2. Effect ID-- I'm thinking by that you mean an id of a script to run when it is used? I can see a few ways that could be handled. Items generally are used to lift (or set) statuses, or add HP/MP. That could be done with a series of flags.
However, effect ID could also be a script to use in place of the usual routines (like an alternate damage formula in the case of weapons--FF6 does this a lot). In that case, you pretty much can't make a general set of flags, so it needs a script in any case.
3. FF1-mechanics, not necessarily, but for more flexibility and able to approximate FF6-like mechanics, yes.
4. Yeah... that's a whole other quagmire IMO.
5. Spell-casts (regular spells, summons, blue magic, etc.-all of them), item-usages, weapon attacks, enemy special attacks, plus if you want to have the capacity for in-battle special events, those would need their own entries too.
6. I don't know if this is the right place to mention it, but battle animations need not be deterministic--i.e. animations have to have some buffer through which they read the mechanics side (due to various random things that the spell/attack may or may not do--obvious when you think about it, as damage numerals are an animation too--but it can also manifest in subtle ways, like a Meteo spell that randomly chooses to have some number of 'hits' that each has its own target selection and damage calculation,but all under the same umbrella animation).
Battles will need to have some kind of memory structure to keep track of lots of variables as battle progresses--variables which should be visible to everything else in battle, like spell effects, monster AI, etc.

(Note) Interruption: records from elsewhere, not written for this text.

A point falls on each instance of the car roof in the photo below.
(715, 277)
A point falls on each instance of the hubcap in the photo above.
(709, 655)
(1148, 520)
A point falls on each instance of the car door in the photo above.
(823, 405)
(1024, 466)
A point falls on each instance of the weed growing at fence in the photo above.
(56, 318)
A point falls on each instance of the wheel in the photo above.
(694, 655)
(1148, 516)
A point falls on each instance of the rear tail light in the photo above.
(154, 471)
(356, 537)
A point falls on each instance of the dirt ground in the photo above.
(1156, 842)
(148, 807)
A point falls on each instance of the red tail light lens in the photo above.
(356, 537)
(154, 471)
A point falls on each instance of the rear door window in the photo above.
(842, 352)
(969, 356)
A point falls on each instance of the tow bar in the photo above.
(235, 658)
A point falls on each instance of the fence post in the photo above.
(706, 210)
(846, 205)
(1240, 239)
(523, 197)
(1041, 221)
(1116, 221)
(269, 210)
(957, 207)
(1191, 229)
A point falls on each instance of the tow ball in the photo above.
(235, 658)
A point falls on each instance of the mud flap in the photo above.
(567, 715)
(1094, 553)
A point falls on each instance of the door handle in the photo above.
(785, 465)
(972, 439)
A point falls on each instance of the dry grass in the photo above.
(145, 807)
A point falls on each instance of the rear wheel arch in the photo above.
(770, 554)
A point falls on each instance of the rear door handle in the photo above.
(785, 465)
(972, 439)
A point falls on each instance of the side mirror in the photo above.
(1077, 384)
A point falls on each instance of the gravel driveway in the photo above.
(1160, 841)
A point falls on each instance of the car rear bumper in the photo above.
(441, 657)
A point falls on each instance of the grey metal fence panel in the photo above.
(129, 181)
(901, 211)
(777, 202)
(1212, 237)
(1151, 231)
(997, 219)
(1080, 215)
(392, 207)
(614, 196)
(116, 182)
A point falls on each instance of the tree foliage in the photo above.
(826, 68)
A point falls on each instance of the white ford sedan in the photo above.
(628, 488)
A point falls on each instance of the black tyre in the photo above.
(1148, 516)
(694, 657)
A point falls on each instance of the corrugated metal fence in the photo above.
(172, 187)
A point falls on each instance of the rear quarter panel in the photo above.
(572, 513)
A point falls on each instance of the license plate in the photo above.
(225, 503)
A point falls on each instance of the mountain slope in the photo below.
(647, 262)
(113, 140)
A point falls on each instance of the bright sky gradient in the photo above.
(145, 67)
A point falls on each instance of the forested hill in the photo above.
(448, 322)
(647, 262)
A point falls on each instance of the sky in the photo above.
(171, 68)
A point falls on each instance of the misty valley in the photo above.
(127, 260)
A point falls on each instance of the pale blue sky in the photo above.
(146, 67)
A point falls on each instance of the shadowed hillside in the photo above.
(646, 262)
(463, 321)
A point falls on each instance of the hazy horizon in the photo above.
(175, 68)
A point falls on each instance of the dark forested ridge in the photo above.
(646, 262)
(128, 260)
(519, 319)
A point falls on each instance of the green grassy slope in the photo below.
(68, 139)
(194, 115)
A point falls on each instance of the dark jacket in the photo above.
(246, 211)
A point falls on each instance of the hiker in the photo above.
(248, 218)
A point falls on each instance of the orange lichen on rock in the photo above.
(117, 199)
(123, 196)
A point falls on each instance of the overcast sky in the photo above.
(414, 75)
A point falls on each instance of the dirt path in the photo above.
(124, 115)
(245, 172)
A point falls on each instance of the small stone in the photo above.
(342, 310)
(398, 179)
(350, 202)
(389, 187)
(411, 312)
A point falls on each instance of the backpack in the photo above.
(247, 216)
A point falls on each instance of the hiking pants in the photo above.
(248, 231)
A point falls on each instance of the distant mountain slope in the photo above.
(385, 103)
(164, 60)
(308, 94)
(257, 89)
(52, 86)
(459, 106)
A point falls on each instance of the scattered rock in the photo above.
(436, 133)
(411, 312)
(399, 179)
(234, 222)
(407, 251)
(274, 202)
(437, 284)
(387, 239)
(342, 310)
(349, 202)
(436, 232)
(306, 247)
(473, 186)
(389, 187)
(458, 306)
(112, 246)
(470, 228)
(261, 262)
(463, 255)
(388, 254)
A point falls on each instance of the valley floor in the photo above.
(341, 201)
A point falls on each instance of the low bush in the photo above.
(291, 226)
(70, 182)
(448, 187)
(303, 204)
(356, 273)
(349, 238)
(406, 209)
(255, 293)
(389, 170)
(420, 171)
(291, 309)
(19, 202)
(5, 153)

Fundamental to that memory structure, then, will be the number of combatants. If that is established, then the arrays of data can be initialized by a battle initialization function. Data such as "combatants affected by poison", "combatants under effect of Slow", etc. For every status and quasi-status (could be several dozen of those), there has to be a battle variable for each combatant. Also, all the basic attributes for every combatant must be copied somewhere.
THEN, there has to be some "current attack" data. Again, obvious that it must exist, but it exactly what it contains must be rather substantial as well; there's a command, attacker ID, target(s) ID(s), specific spell (if magic), elemental flags, etc.